Kakira Sugar Works Ltd., Uganda’s biggest processor of the sweetener, plans to build an ethanol plant by the end of 2016 after it spent $75 million expanding cane-crushing and power operations over the past two years.
The ethanol from the facility that will have capacity to produce 20 million liters (5.3 million gallons) annually will be distilled from 85,000 metric tons of molasses, the result of processing 2 million tons of cane, Kenneth Musinga Barungi, an assistant to the company’s general manager, said by e-mail yesterday.
“Directors are discussing the design, possible equipment suppliers and costs, with plans for production to start by mid-December 2015,” he said. Officials visited India and China for advice on feasibility studies, Barungi said.

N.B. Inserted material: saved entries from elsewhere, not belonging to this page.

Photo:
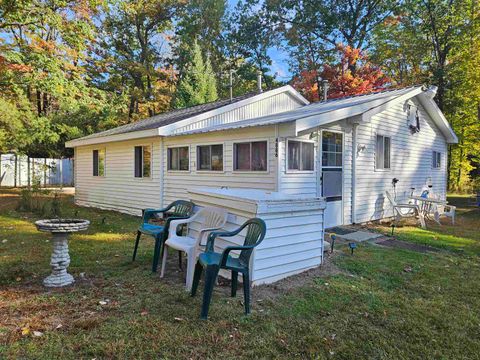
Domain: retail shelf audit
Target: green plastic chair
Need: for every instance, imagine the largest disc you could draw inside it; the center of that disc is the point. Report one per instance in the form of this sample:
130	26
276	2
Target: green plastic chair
213	262
179	209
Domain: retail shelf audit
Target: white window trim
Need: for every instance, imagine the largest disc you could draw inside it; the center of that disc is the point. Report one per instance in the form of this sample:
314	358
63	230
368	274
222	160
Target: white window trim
439	167
250	171
375	154
223	157
143	178
104	163
293	171
189	159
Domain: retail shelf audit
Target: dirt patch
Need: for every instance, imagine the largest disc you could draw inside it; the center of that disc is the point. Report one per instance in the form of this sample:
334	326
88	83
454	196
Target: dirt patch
285	286
394	243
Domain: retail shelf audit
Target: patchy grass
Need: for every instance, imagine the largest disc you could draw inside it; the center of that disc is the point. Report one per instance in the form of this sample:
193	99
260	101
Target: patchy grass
370	307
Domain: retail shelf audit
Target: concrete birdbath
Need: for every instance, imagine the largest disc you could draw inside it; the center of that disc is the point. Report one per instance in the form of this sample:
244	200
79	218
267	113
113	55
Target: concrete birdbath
60	229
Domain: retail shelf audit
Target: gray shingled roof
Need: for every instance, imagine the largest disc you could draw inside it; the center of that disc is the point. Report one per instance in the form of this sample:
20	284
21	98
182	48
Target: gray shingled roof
169	117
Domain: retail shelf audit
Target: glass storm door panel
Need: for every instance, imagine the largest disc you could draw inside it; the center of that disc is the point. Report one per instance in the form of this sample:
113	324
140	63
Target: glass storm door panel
332	177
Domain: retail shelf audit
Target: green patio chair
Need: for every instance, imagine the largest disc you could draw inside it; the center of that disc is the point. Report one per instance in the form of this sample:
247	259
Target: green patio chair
213	262
179	209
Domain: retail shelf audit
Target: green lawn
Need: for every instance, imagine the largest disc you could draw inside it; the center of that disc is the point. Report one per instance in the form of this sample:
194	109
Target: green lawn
364	306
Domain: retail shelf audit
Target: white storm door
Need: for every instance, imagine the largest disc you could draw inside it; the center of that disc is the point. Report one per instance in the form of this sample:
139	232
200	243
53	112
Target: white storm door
332	177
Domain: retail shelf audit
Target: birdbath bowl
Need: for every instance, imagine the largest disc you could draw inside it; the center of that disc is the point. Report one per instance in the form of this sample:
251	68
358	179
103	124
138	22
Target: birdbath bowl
60	229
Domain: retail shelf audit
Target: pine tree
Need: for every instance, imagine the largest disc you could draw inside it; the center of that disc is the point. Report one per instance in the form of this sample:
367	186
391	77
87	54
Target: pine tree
198	84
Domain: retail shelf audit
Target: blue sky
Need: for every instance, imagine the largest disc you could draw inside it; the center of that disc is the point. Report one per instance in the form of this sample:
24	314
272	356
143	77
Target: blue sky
278	56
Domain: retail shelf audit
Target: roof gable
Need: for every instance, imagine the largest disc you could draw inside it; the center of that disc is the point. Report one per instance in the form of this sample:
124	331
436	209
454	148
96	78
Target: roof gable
166	123
360	108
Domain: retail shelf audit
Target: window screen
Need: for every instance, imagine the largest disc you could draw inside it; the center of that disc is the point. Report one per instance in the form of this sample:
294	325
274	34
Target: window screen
99	162
178	158
300	155
331	149
210	157
383	153
251	156
436	159
143	159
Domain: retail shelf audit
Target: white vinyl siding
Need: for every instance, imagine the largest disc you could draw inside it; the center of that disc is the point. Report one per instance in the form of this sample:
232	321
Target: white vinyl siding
274	104
293	242
176	183
119	189
436	160
410	161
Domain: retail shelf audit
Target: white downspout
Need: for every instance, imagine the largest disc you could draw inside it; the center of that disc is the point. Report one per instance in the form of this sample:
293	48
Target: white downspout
354	166
162	175
278	153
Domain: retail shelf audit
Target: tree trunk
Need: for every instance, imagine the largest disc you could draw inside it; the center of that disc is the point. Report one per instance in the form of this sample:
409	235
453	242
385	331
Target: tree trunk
39	103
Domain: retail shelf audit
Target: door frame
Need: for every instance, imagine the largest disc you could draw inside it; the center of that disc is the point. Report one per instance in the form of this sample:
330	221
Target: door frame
320	166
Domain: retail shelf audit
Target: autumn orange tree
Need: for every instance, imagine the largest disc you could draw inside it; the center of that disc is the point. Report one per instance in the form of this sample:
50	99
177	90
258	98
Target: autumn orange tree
350	74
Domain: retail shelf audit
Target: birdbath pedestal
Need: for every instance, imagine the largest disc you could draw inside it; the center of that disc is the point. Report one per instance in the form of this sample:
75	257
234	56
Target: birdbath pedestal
60	229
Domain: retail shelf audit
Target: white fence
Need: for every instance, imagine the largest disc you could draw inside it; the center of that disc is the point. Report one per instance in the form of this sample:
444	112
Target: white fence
16	170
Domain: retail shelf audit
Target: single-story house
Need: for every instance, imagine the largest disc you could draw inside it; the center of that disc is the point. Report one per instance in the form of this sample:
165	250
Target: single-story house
346	150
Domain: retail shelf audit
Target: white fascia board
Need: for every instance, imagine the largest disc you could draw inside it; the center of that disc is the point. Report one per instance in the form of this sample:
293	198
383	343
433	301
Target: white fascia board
312	121
168	129
438	118
361	112
111	138
376	109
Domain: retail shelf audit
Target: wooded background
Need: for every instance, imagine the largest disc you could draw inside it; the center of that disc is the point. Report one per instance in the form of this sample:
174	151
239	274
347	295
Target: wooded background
72	68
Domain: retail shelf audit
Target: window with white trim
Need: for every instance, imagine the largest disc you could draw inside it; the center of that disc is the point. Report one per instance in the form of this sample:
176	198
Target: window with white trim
210	157
383	152
300	155
99	162
436	160
143	161
178	158
250	156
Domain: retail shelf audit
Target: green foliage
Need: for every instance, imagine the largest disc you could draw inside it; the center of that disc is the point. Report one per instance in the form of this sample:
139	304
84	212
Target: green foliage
438	42
198	84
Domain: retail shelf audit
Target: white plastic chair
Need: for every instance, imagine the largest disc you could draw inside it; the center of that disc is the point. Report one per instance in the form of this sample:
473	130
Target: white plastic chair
443	209
397	210
211	218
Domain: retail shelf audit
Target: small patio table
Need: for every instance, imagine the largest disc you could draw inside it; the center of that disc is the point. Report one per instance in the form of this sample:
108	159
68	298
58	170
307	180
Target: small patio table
426	205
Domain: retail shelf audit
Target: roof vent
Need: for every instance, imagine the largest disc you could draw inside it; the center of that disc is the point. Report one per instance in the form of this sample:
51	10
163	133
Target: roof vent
431	91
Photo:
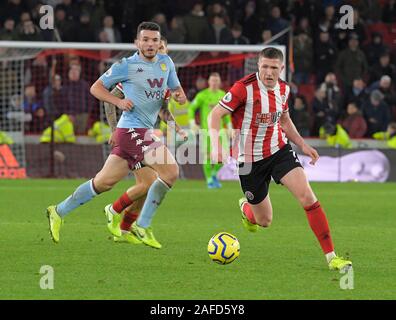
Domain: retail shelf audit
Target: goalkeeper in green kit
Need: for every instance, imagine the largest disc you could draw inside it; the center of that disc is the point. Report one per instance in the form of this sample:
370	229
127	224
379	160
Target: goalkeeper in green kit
204	101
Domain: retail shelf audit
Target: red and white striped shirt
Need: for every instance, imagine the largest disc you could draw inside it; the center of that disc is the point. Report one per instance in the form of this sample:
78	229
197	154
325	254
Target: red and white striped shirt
256	112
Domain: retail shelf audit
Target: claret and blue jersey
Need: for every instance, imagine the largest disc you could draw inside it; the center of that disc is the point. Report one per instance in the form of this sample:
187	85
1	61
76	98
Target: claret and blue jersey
145	84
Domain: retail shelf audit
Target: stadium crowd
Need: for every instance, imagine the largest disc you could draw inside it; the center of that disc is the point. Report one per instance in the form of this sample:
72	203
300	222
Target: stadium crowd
339	76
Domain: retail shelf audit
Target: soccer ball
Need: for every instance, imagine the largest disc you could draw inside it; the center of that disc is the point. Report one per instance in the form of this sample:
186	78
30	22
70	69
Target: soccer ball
223	248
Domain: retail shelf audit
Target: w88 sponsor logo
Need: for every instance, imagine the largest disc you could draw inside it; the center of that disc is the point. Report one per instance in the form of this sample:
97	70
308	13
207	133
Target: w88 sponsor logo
155	94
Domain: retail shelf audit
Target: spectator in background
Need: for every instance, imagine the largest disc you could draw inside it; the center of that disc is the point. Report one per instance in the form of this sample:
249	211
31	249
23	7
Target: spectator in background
300	116
389	12
110	34
304	27
358	26
216	9
237	37
370	11
35	109
320	109
177	31
333	95
8	31
328	20
384	85
80	100
56	101
325	56
71	10
266	36
354	122
303	58
96	11
375	48
13	9
220	33
382	67
251	23
357	94
83	31
308	8
376	113
196	24
277	24
351	63
28	31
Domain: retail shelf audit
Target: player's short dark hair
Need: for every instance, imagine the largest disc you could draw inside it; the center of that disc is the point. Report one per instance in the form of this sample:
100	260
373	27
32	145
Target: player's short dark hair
271	53
148	25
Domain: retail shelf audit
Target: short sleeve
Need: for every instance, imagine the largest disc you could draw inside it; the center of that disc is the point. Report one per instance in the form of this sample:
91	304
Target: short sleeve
234	98
173	80
118	72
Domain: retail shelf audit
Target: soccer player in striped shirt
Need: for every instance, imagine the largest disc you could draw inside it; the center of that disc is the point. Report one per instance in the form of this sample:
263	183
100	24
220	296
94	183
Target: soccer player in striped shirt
258	104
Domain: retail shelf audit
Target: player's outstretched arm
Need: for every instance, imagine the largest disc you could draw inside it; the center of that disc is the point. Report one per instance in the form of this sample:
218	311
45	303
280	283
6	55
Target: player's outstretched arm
292	134
214	124
100	92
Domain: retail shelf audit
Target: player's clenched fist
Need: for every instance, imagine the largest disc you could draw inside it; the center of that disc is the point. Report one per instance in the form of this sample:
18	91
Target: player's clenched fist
125	105
179	97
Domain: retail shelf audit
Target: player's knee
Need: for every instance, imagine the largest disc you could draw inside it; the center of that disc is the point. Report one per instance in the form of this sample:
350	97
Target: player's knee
264	222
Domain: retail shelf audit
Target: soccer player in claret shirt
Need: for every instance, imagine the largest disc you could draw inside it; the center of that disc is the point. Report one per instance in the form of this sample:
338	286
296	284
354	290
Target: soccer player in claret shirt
205	101
258	104
145	77
131	202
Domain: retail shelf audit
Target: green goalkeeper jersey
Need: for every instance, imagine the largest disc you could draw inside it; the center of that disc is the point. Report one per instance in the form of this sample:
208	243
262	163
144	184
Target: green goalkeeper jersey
205	101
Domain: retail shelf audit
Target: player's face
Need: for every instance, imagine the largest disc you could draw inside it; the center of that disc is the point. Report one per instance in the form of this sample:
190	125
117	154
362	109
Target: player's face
269	71
214	82
163	49
148	43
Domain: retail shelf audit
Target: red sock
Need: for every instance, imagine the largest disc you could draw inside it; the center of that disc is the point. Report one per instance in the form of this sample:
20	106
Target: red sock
123	202
247	210
319	225
128	219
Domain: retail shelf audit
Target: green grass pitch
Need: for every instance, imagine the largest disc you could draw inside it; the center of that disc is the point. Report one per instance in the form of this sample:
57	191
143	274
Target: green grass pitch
282	262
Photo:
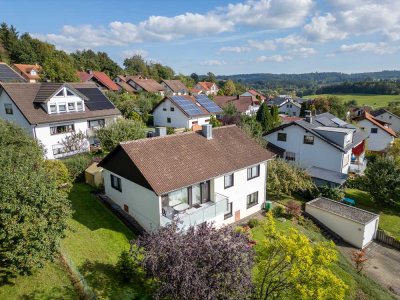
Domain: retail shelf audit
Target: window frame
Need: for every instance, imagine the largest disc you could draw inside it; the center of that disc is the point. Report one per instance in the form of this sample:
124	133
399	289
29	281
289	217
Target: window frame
251	197
117	187
250	174
232	181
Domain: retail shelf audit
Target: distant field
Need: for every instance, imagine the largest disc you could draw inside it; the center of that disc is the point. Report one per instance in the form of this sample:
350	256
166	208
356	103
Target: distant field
364	99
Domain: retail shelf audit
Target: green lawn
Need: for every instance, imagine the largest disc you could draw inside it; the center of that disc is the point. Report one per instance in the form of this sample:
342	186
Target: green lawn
389	216
359	286
94	242
51	282
364	99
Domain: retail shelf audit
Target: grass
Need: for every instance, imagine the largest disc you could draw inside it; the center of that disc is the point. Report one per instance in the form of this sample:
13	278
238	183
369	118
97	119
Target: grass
359	286
51	282
389	219
94	242
373	100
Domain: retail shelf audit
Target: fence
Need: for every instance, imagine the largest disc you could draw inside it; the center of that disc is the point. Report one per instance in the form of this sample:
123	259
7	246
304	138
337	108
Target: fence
388	240
78	279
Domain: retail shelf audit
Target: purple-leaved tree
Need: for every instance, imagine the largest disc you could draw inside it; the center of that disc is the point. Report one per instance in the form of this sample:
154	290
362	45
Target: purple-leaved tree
200	263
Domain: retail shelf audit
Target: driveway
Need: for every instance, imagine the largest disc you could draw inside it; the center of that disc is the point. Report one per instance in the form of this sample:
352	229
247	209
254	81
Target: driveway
383	264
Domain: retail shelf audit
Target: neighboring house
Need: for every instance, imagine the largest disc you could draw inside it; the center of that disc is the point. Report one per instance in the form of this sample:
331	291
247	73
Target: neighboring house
214	175
243	104
8	74
100	78
286	105
174	87
52	111
121	80
355	226
257	97
381	136
184	111
326	146
29	72
147	85
387	117
208	88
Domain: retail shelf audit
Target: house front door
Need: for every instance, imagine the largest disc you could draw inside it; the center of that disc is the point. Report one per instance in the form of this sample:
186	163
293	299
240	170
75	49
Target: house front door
237	215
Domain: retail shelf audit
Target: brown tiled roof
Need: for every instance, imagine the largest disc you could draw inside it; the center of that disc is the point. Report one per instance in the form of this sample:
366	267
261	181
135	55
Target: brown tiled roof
24	95
175	85
175	161
242	103
26	69
148	84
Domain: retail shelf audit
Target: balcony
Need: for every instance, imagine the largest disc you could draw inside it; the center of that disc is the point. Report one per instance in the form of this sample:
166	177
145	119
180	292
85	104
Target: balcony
196	214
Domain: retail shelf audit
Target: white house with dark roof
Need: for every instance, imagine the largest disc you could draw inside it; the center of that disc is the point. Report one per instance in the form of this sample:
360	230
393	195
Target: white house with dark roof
326	146
52	111
214	175
184	111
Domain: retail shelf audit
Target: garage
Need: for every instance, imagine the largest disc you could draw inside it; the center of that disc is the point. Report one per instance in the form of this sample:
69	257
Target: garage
354	225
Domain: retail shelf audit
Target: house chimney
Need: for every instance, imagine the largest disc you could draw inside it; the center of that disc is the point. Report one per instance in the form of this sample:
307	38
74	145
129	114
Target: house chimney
161	131
206	130
308	116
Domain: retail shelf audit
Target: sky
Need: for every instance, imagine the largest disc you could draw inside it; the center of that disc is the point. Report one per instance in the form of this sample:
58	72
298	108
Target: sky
224	37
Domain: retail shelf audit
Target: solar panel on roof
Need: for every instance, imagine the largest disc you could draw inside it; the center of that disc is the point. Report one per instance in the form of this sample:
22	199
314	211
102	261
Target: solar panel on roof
209	105
8	75
97	100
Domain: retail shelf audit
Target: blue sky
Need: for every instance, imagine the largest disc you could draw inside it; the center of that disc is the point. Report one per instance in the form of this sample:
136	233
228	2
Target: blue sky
225	37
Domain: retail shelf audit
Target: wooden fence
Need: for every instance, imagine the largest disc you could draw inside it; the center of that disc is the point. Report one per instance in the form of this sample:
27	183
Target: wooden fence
381	236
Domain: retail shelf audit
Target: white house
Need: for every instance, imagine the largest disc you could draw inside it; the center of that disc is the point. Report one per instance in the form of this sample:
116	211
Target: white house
325	145
216	175
286	105
184	111
387	117
381	136
52	111
207	88
355	226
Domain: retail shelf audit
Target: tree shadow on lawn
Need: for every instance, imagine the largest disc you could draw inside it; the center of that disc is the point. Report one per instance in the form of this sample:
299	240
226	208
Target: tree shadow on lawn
103	280
90	212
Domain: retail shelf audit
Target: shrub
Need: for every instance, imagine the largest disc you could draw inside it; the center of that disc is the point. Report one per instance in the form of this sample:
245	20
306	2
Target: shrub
293	209
76	166
253	222
278	211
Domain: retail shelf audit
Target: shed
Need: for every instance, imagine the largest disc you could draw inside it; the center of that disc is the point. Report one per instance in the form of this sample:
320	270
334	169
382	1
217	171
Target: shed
354	225
94	175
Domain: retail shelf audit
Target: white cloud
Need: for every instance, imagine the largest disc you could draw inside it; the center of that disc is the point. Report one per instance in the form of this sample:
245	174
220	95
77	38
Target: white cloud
273	58
213	62
377	48
234	49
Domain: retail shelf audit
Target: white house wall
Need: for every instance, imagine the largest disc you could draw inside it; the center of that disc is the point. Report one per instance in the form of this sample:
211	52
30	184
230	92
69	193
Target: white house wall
350	231
376	141
144	205
321	154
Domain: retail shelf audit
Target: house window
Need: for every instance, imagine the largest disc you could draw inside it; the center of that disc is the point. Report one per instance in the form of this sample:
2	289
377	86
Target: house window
62	129
8	108
79	105
53	108
228	181
116	183
229	211
282	136
252	200
308	139
253	172
62	107
71	106
291	156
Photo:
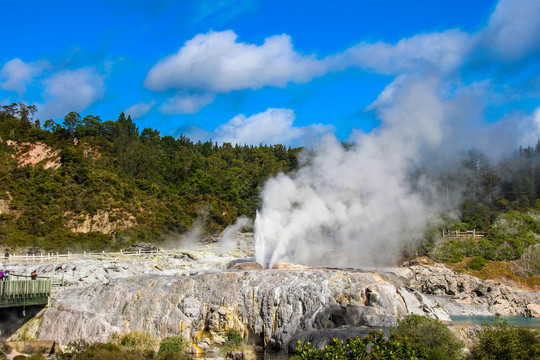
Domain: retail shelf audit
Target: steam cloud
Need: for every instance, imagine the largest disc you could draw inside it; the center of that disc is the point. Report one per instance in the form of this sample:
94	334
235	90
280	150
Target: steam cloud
360	206
351	207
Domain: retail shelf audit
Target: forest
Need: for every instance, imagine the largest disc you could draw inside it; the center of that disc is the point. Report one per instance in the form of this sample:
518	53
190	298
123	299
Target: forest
155	187
160	185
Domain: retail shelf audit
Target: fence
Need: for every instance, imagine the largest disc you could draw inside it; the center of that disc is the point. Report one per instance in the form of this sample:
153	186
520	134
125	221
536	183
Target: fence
463	234
79	256
17	292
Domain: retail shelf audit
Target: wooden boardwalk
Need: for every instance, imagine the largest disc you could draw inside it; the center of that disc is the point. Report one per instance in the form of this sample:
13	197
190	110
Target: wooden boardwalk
25	292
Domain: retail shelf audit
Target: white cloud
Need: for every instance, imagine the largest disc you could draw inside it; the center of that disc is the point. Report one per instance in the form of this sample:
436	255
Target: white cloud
513	30
274	126
139	109
16	74
436	51
187	104
71	90
216	62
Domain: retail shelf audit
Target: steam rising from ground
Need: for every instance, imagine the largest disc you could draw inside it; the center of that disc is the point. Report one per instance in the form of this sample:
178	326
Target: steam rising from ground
358	206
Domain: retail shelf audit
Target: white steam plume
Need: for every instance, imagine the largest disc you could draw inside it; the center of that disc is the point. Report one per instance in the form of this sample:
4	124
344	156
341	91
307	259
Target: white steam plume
355	207
229	236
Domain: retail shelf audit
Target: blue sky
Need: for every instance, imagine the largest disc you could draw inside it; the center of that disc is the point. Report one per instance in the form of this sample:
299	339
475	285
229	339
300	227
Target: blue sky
252	71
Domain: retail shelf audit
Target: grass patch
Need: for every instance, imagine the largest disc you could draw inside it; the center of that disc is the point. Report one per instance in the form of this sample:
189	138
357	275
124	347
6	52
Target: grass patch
500	271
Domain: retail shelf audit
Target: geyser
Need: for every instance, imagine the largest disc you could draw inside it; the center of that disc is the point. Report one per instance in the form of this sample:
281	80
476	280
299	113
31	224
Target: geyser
352	207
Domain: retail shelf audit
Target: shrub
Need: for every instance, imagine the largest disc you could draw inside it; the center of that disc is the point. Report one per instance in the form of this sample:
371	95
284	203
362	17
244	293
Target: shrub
234	338
477	263
500	341
373	346
173	348
528	264
449	251
431	338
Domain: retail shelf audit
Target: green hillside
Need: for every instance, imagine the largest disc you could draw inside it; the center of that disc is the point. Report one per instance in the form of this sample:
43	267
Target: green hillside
93	184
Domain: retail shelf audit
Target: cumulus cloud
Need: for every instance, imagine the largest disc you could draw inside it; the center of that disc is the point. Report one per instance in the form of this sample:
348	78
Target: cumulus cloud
139	109
16	74
217	62
71	90
441	52
273	126
513	30
187	104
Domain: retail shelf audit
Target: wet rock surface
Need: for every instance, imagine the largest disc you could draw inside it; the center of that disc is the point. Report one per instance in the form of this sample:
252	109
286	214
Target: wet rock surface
202	294
466	295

Kakira and other producers currently sell molasses cheaply to distillers of a local gin. The landlocked nation may produce a surplus of sugar this year, with output rising 32 percent to 442,550 tons from a year earlier, according to its manufacturers’ association. Domestic demand is about 320,000 tons annually. Uganda consumed 17,000 barrels of petroleum products daily in 2012, according to the U.S. Energy Information Administration.
The ethanol will be blended with gasoline to cut fuel costs and the mixture will range from 8 percent to 15 percent, Barungi said. Kakira and other processors of the sweetener are lobbying the East African nation’s government to pass policy before production starts, he said.
The company is owned by the Kakira-based Madhvani Group, one of the nation’s leading industrial groups, which is classified by Forbes magazine among the 10 biggest family companies in Africa.
The group invested $75 million since 2012 in Kakira’s cane-crushing facilities and in generating electricity from bagasse, a cane fiber, Barungi said. It uses 16 megawatts of its 50 megawatts of capacity, selling the remainder to the national grid, he said.
Uganda’s installed power capacity is 810 megawatts, according to the Electricity Regulatory Authority. Eskom Holdings Ltd., the utility that generates about 95 percent of South Africa’s power, had installed capacity of 41,995 megawatts at the end of March, it said on July 11.
Kakira may boost its sugar production this year to 180,000 tons from 152,204 tons last year, according to the Uganda Sugar Manufacturers’ Association, of which the company is a member. Other members of the body are Mauritius-based Rai Group’s Kinyara Sugar Ltd., Sugar Corporation of Uganda Ltd., owned by the India-based Mehta Group, and Kaliro Sugar Ltd., part of Alam Group of Uganda.
White sugar for delivery in October was little changed at $447.80 a ton at 2:50 p.m. in London while raw sugar for the same month rose for a second day, adding 0.4 percent to 17.12 cents a pound on ICE Futures.